The Treasury's supply of silver dollars, more than 900 million at the start of 1963, has shrunk to fewer than 17 million, and those aren't expected to last long. The House Appropriations Committee has rejected legislation to pay for minting 150 million silver dollars.
Collectors and speculators have gobbled up many of the Treasury's reserve dollars. The silver dollar is a tradition in the daily commerce of some western states. But nowhere do the cartwheels flow in such streams as across Nevada's legal gambling tables and into the gulping silver dollar slot machines.
The lady in the turquoise dress played as many as five machines at once.
"I like the big payoff," she said, after feeding the machines 50 coins in less than three minutes. She got one payoff, butnot a jackpot, in that spurt. Asked how she had made out, she replied: "Oh, I've done real well. I hit the double jackpot on this machine here for $300 and had one jackpot [of $150] here. That makes a total of $450."
The first sound that engulfs a visitor to a big casino is the whirring and clanking of the slot machines. The next is the clink of silver dollars at "21" and dice tables.
The clubs provide $5 and $10 chips for use at the tables, but many gamblers prefer to stay with the silver dollars, even for larger bets.
Who likes silver dollars more, tourists or local folks? Pappy Smith, interviewed in his office, replied firmly, "Everybody. It's human nature. I like a pocketful of silver dollars. It gives me a nice .... I wouldn't say sensation necessarily ... a feeling of security."
Morgan Madness
The following unattributed clipping is dated
March 25, 1964: .
MORGAN MADNESS: All-Night Vigil for Dollars. By Robert V.Leary, Star staff writer.
The Morgan madness raged at the Treasury Department again today. In hopes of acquiring rare silver dollars among the coins named after their designer, George T. Morgan, would-be purchasers began gathering outside the Treasury Building yesterday afternoon. When the doors opened at 9 o'clock this morning, hundreds were waiting.
The new Kennedy half dollars will not be on sale at the Treasury today because the first supply gave out yesterday after two hours. The coins will be available today at some area branch banks, however.
Four college students, with the consent of the crowd, began to enforce some sort of discipline during the long afternoon and night wait of Morgan dollar seekers. They required all arrivals to sign lists, and issued each a pink slip with a place number on it.

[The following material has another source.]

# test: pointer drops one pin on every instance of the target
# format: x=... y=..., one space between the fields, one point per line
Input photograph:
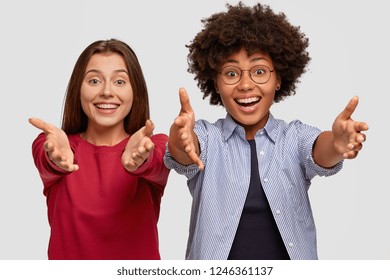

In the pre-dawn darkness, low-numbered slips were reportedly being sold to late comers for as much as $75.
The front court of the Treasury Building, facing Pennsylvania Avenue, was littered with orange peels, candy wrappers, beer cans and empty bottles. The college students said they conducted a roll call every hour on the hour all night. "If anybody missed two in a row he was out," the students said. It became obvious, minutes after the doors opened, that few of those who waited all night were financially embarrassed.
Two lines had been set up, one to accommodate those wanting $1,000 bags, and the other for those wishing to exchange lesser amounts for $20 rolls of the coins. But only a handful of the all-night waiters were interested in the rolls line.
Richard Oden of 7103 Clarendon Road, Bethesda, exchanged $60, looking for rare coins. That much he could manage, but a bag would have been too much. The $1,000 bags weight 60 pounds, and Richard, 11, weighs only 70. Lloyd Miller, 19, of Brooklyn, N.Y., wheeled a hand truck out of the Treasury Building with six bags he and five other Brooklyn teenagers had purchased.
A Treasury spokesman said the line stalled for a time when two men, seeking $1,000-coin bags, each presented the cashier $1,000 in $1 bills.